So there I was last night, standing at the grocery store checkout, when something awkward happened: the cashier started bagging my groceries. I had already put a few items into my cloth bags (gotta get the PC points, baby - and oh yeah, the environment) when she reached out and stuffed some boxes of pasta into a bag. I felt suddenly very awkward, that someone should be doing my work for me.
That's when it struck me, how much times have changed. A few years ago, you never bagged your own groceries. Hell, you never even brought your own bags. You just made your choice when the bag boy asked "paper or plastic?" and that was that. Now I'm not saying that it isn't a good thing that grocery stores have started giving incentives for bringing in reusable bags, or even that it's a bad thing to pack one's own groceries. I actually don't mind bagging my purchases, if only because I usually do a better job than the careless kids ever did. But still - how times have changed.
Perhaps, though, I am reading too much into too little, overreacting to an insignificant event. Maybe it is simply a side effect of the changing seasons, this hypersensitivity to change. Still, I suspect I am not alone. In the past few weeks, between the Canadian election and the death of Osama bin Laden, the fact that it has been nearly ten years since 9/11 has been at the forefront of the public consciousness.
There are already more than enough political opinion blogs clogging the blogosphere, so I will refrain from adding water to the ocean. I will say, though, that looking back on the past ten years, it's hard to feel terribly optimistic. It has been a decade of pain, conflict, disaster and devastation, and things don't look to be getting much better.
That said, it is possible to find some (gallows) humour in the whole mess. Shortly after the news of Osama bin Laden's death broke, a friend of mine posted this clip from Robin Williams' post-9/11 Broadway stand-up show:
Should we laugh? Perhaps not. But I did. And I also fell victim to a fit of what the Greeks call "asbestos gelos" ("unquenchable laughter") as I watched the rest of the ninety-minute show.
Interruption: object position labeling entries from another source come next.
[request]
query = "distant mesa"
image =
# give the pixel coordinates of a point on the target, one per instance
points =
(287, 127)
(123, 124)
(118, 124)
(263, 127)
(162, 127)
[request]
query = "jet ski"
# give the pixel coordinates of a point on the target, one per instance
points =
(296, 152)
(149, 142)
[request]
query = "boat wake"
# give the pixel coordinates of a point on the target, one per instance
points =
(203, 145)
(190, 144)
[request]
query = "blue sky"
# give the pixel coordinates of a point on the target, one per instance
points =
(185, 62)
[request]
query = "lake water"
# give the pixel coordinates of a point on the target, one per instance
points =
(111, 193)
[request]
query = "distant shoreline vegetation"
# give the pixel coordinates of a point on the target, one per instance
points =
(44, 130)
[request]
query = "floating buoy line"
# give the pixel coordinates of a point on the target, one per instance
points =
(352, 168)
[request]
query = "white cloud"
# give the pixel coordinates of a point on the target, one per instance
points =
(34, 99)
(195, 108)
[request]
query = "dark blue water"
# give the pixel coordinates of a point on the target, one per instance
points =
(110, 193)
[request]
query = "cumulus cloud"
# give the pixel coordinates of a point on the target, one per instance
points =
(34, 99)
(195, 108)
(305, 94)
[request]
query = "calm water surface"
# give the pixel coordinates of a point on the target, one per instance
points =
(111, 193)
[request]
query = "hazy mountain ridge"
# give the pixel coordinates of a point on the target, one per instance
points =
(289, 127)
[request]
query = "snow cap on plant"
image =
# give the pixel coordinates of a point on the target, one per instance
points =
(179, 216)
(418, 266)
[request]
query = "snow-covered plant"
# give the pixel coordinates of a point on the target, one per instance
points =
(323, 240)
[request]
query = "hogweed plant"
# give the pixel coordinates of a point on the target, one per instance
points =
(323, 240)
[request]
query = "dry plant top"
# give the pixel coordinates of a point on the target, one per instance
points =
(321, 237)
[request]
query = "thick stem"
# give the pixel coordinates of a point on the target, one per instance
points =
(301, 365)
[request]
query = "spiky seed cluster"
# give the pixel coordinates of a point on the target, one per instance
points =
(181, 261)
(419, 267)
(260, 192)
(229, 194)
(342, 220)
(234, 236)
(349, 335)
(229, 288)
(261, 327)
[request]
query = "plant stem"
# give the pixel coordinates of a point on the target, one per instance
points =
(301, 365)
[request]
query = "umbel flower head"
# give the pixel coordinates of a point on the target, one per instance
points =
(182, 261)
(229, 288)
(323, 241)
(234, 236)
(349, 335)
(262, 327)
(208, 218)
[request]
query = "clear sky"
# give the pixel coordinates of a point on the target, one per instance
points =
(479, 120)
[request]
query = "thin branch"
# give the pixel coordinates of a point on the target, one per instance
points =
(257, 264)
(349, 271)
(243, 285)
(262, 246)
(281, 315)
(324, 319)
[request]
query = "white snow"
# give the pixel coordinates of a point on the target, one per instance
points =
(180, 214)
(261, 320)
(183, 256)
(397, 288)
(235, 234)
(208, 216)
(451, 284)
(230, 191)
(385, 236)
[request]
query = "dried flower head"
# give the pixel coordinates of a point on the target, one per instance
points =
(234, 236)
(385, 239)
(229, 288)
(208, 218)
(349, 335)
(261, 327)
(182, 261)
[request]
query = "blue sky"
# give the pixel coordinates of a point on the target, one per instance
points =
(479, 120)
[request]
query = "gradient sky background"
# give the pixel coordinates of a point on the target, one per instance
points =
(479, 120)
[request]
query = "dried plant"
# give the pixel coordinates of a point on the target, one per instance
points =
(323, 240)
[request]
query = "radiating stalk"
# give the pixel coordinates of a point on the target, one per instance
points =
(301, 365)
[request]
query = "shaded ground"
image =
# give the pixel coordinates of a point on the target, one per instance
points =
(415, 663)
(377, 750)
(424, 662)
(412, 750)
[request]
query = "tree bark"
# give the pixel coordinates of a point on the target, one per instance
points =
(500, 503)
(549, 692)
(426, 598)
There was a certain prescience to Williams' monologue; even though the show took place in the summer of 2002, his jokes about the news of the day are only more bitterly amusing nine years on. But while most of his jabs at politicians and celebrities rang true, one did not. As Williams joked about the athletic prowess of a certain Tiger Woods, it was only possible to laugh ironically, considering the golfer's recent fall from grace. I was reminded of how many publications chose Tiger as their person of the year in 2009, and it struck me that perhaps he would make a better "person of the decade." After all, the real tragedy of the past ten years is not that we let our leaders - political, corporate, and otherwise - lead us into the jaws of hell. It's that we trusted them.
It's inevitable that society changes, and no matter how many times I joke about becoming a bitter old man, there's little we can do to stop it. Still, we can laugh through the pain. And we can make sure that we ourselves don't succumb to the same change.